METHODS: We performed a retrospective analysis of the Penn Alliance for Therapeutic Hypothermia (PATH) data registry. The timing of the first dose of adrenaline and the total dose of adrenaline during cardiac arrests was compared between survivors to discharge and non-survivors for arrests lasting greater than 10 min.

RESULTS: The registry contained 5594 patients. After excluding patients with an in-hospital cardiac arrest, a non-shockable rhythm, or no adrenaline administration, 1826 were included in the final analysis. Survivors to discharge received adrenaline sooner (median 5.0 vs. 7.0 min, p = 0.022) and required a lower total dose than non-survivors (2.0 vs. 3.0 mg, p < 0.001).
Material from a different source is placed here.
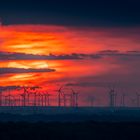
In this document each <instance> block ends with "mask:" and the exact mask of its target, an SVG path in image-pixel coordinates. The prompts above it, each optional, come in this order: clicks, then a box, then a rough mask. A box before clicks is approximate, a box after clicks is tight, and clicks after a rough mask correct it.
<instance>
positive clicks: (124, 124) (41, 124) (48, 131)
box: [0, 121, 140, 140]
mask: <svg viewBox="0 0 140 140" xmlns="http://www.w3.org/2000/svg"><path fill="white" fill-rule="evenodd" d="M28 139H29V140H101V139H102V140H135V139H140V123H136V122H135V123H134V122H125V123H123V122H121V123H115V122H114V123H113V122H112V123H111V122H110V123H109V122H108V123H107V122H93V121H89V122H73V123H69V122H65V123H64V122H63V123H62V122H61V123H58V122H50V123H45V122H37V123H27V122H15V123H14V122H6V123H4V122H3V123H0V140H28Z"/></svg>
For survivors, there was no significant association between the time to first adrenaline dose and favorable neurological outcome as measured by Cerebral Performance Category (CPC). Among survivors, those that received less than 2 mg of adrenaline had a more favorable neurologic outcome than those administered > 3 mg. (CPC 1-2 16.6% vs. 12.5%, p = 0.004).

CONCLUSION: Early adrenaline administration is associated with a higher percentage of survival to discharge but not associated with favorable neurological outcome. Those patients with a favorable neurologic outcome received a lower total adrenaline dose prior to ROSC.